The mother turned away with a little laugh. ‘Simple thing!’ she said, under her breath, ‘you’re like hersel; ye take it a’ for gospel, every word they say.’

‘Are they not going away?’ asked Isabel in amaze.

‘Oh, aye, they’re going away; but think ye the world’s like Loch Diarmid, Isabel? They’ll soon tire o’ their preaching and their wandering among fremd folk. She’s a’ spirit and little flesh, my poor lamb. And her heart will fail her, and he’ll be sick o’t a’, and syne they’ll come cannily hame. And I’ll see my bairn at kirk and market, with her bairns about her—no a common body like me,’ said Janet, wiping her eyes with her apron, ‘but a leddy of Ardnamore.’

‘But she’ll break her heart,’ said Isabel.

‘I’m no feared for her heart,’ said the mother. ‘She’s a loving thing, though you wouldna think it. Her heart will turn to her husband when she has nane but him.’

This was Janet’s programme of the strange romance. Isabel, though she was not used to contrasts of this description, went down the hill in a maze of reflections, wondering over the difference. Ailie’s tragic purpose of going forth into the world to save it, her first step being upon her own heart, and all its maiden hopes; and her mother’s frightful, sceptical, middle-aged prescience of the effects of weariness and failure—the inevitable disappointment, the sickening of heart, the giving up of hope, the despairing flight homeward to seek peace at least and quietness—stood before her side by side like two pictures. Would the two enthusiasts content themselves with common life and comfort after their high dreams, or was there, after all, nothing in the dreams for which Ailie was making so awful a sacrifice? Isabel was too inexperienced to come to light on the subject; but Janet Macfarlane’s cheerful unbelief struck her with mingled horror and pain. She did not ask herself whether all that was beautiful and wonderful in the hopes and beliefs of beginning life was thus looked upon by the calm eyes of the elders as so much delusion to be dispersed by the winds and storms. But that suggestion of insecurity, unreality—and of the better-informed spectator, who realised and knew the downfall that was coming—appalled and terrified her. The sight of Mr. {149}Lothian, who came out from the Mansegate as she passed, was, perhaps for the first time, a relief to Isabel. She was glad to have him come to her, to hear his sympathetic voice, to feel that there were people in the world who were not sceptical. ‘I have been seeing Ailie,’ she said, accounting half-apologetically for the little shiver of nervous excitement which she could not restrain.

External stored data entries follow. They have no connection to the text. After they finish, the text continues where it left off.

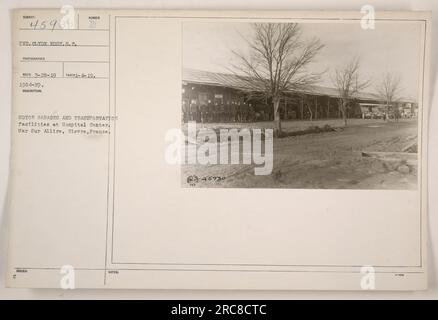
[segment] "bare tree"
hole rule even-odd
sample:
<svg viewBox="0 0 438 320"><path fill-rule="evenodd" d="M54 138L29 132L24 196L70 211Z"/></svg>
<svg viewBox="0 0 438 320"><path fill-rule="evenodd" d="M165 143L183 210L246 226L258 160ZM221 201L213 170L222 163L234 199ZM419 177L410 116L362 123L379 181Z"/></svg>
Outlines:
<svg viewBox="0 0 438 320"><path fill-rule="evenodd" d="M356 97L360 90L369 86L370 81L361 81L359 79L360 60L353 58L343 67L336 69L332 82L339 94L339 109L341 110L344 125L347 125L347 114L350 103Z"/></svg>
<svg viewBox="0 0 438 320"><path fill-rule="evenodd" d="M391 105L399 100L400 89L400 77L391 73L385 73L377 83L377 97L383 101L386 106L386 121L388 121ZM395 110L394 116L397 120L397 110Z"/></svg>
<svg viewBox="0 0 438 320"><path fill-rule="evenodd" d="M281 134L280 100L286 93L305 89L321 74L306 67L323 48L318 39L303 41L296 23L254 23L254 37L247 40L249 51L233 51L237 63L233 72L250 97L272 102L275 135Z"/></svg>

‘And now you’ll come and see Miss Catherine,’ said Mr. Lothian. ‘You cannot help the one, but you can help the other, Isabel.’

‘Me help Miss Catherine? No, Mr. Lothian,’ said Isabel, with a little air of dignity. ‘She is never pleased, whatever I do. She would like me to pretend to be somebody else, and not myself.’

‘And I am so foolish,’ said the minister, with a smile, ‘as to like yourself best of all; and so does she, Isabel, if you saw her heart. You’ll come and see her with me.’

‘To please you,’ said the girl not meaning any coquetry, nor thinking of the tenderness with which words so unusually soft moved this man, who might have been her father. Even as she spoke her eye caught some passing figure in the distance, which was like that of the lover whom she fancied she had abjured; and her heart sprang up and began to beat furiously against her breast. She knew very well it was not Stapylton—but the merest vision that reminded her of him, how different was the feeling it awakened within her! She walked on leisurely by Mr. Lothian’s side, making him soft answers, which, in spite of all his better knowledge, filled him with a sweet intoxication. And all the time her object was to lead him artfully with all the youthful skill of which she was mistress to some allusion to her lover. ‘Are you glad to be alone?’ she said at last, stooping as she did so, to pluck off a thorny branch which had caught her dress. And he did not even perceive what that leading question meant, so wrapt was he in the delusion which—half-intentionally in her unconscious selfishness for her own purposes—she had been weaving round him.

‘I would not be glad to be alone if I could have the company I like best,’ said the deluded man; and so, deceiver and deceived, they went along the quiet rural way.